Successive failed rains across much of Somalia, together with falling incomes, rising food prices and continuing problems with access as a result of conflict and insecurity, have exhausted the coping strategies of vulnerable families. The number of people facing food insecurity (IPC Phases 3 and 4) has risen dramatically, and is projected to reach nearly 3 million between now and June. The need burden for acutely malnourished children under five is 944,450, including 185,120 who are severely malnourished, and more than half the country’s population is in need of assistance. Deaths caused by the drought have already been reported so far.
Women and girls are bearing the heaviest burden in terms of childcare, fetching water from increasingly remote locations, and making compromises to access food for their families. Children are particularly vulnerable not only to poor nutrition, but to physical and sexual violence, with boys at risk of recruitment by non-state armed actors, and girls at risk of early and child marriage.
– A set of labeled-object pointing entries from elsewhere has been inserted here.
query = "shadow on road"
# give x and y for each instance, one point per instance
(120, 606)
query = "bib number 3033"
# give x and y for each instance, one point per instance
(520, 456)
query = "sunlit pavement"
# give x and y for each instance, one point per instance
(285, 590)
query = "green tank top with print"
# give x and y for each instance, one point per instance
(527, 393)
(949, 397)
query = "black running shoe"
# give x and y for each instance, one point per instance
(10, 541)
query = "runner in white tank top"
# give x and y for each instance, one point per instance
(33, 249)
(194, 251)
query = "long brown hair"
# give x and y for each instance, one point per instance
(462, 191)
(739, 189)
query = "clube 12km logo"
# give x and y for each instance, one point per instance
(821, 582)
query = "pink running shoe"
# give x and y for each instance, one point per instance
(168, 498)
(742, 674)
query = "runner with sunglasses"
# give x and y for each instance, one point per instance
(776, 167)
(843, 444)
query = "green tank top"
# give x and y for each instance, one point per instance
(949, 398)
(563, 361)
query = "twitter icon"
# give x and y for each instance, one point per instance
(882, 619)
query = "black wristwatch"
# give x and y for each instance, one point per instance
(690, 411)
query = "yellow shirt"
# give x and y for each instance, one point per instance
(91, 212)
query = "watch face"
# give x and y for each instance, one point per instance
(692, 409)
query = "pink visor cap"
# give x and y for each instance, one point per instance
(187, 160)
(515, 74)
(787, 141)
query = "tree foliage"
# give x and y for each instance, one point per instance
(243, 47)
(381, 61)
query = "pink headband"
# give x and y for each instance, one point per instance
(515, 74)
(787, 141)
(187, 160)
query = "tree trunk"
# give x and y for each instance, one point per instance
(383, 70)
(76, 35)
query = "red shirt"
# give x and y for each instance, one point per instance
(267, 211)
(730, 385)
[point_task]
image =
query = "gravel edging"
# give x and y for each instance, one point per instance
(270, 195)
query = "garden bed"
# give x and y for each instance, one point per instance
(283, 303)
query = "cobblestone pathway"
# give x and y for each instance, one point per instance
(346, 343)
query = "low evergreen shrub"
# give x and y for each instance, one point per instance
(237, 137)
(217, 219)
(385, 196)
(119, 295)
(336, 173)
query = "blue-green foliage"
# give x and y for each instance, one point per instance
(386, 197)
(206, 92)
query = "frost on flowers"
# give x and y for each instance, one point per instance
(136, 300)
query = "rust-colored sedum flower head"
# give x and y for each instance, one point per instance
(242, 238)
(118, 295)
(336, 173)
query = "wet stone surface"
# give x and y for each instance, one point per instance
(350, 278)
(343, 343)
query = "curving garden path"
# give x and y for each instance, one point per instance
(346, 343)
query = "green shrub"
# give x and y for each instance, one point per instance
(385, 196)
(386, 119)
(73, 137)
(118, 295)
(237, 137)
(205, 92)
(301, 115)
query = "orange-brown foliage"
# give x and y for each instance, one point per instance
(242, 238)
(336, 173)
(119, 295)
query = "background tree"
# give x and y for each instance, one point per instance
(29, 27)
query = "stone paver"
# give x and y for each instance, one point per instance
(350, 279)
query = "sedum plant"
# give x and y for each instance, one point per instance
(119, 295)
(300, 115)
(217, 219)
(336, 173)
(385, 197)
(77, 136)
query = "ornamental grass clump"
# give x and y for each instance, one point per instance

Three million school-age children are out of school.
The humanitarian impacts extend into neighbouring countries, and cross-border displacement is on the rise. Over 100 Somalis are arriving each day in Ethiopia, many of them children, with alarming rates of malnutrition. Ethiopia already hosts some 244,000 registered Somali refugees and is itself badly affected by the drought, as are parts of Kenya, where concerns are growing that large numbers of Somalis will head for Dadaab refugee camp – just like in the aftermath of the famine in 2011 – in Garissa county, despite Kenya’s planned closure of the camp. The region hosts many refugee camps that, taken together, compose the largest refugee complex in the world.
In 2010-2011, systemic failures on the part of the international community led to a famine in Somalia in which nearly 260,000 people died – half of them children – and the world swore ‘never again’. We have already missed the window for early action. The window to avert a famine is closing fast. If we don’t want to see history repeating itself, we cannot delay action any longer.
ACTED and its partners are doing their best to meet the needs of those affected, including through emergency water trucking, food security activities, and treatment of acute and severe malnutrition. However, the international community has not yet grasped the urgency of the situation, which is deteriorating fast. Forecasts suggest the April-June rains this year are also likely to be below normal, just as they were in 2011, when deaths related to the drought increased sharply between April and May.
Drought in the Horn of Africa is a recurrent event, and to break the cycle we must redouble our efforts to build resilience in the region. We appreciate the resources you have already allocated in this regard. However, the strength of recent climate shocks has led to a crisis of such scale and urgency that an immediate, comprehensive response by the international community is demanded in support of nationally-led efforts to avert a famine.